§ 3

I read this letter to the end and looked up, and there was my home about me, a room ruddy-brown and familiar, with the row of old pewter things upon the dresser, the steel engravings of former Strattons that came to me from my father, a convex mirror exaggerating my upturned face. And Rachel just risen again sat at the other end of the table, a young mother, fragile and tender-eyed. The clash of these two systems of reality was amazing. It was as though I had not been parted from Mary for a day, as though all that separation and all that cloud of bitter jealousy had been a mere silence between two people in the same room. Indeed it was extraordinarily like that, as if I had been sitting at a desk, imagining myself alone, reading my present life as one reads in a book at a shaded lamp, and then suddenly that silent other had spoken.

And then I looked at the page of my life before me and became again a character in the story.

I met the enquiry in Rachel's eyes. "It's a letter from Mary Justin," I said.

She did not answer for a few moments.
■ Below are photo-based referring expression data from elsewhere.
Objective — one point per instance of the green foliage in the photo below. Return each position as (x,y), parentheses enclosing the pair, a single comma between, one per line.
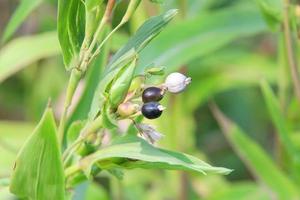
(23,10)
(38,172)
(224,46)
(70,26)
(256,159)
(133,152)
(272,12)
(27,49)
(214,30)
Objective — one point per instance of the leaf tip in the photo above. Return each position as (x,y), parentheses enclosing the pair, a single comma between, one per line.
(170,14)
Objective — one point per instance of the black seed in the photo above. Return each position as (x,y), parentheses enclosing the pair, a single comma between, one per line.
(152,94)
(151,110)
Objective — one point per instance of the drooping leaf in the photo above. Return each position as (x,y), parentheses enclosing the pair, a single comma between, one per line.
(143,36)
(271,10)
(23,51)
(133,152)
(12,136)
(23,10)
(150,29)
(95,72)
(70,26)
(109,75)
(278,120)
(256,159)
(38,171)
(185,41)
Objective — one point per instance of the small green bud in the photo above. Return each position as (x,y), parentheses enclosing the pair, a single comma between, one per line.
(156,70)
(126,109)
(137,83)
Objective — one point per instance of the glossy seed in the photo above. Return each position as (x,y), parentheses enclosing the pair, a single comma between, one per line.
(152,110)
(152,94)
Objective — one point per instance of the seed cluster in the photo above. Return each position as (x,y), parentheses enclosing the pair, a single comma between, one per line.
(174,83)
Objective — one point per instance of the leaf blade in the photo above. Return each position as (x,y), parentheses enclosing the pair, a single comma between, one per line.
(27,50)
(21,13)
(33,175)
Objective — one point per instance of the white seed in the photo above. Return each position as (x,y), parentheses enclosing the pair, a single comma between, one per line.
(176,82)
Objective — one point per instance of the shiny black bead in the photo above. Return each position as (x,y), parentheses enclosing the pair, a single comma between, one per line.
(152,94)
(152,110)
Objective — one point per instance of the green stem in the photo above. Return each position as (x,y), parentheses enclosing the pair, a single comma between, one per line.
(289,50)
(72,85)
(90,128)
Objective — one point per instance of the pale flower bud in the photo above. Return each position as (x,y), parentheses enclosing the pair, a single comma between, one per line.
(176,82)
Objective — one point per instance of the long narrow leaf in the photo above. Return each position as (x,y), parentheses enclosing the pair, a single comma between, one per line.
(133,152)
(23,51)
(199,36)
(38,172)
(21,13)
She became interested in the flame of the little spirit lamp that kept her coffee hot. She finished what she had to do with that and then remarked, "I thought you two were not to correspond."

"Yes," I said, putting the letter down; "that was the understanding."

There was a little interval of silence, and then I got up and went to the fireplace where the bacon and sausages stood upon a trivet.

"I suppose," said Rachel, "she wants to hear from you again."

"She thinks that now we have children, and that she has two, we can consider what was past, past and closed and done with, and she wants to hear—about me.... Apart from everything else—we were very great friends."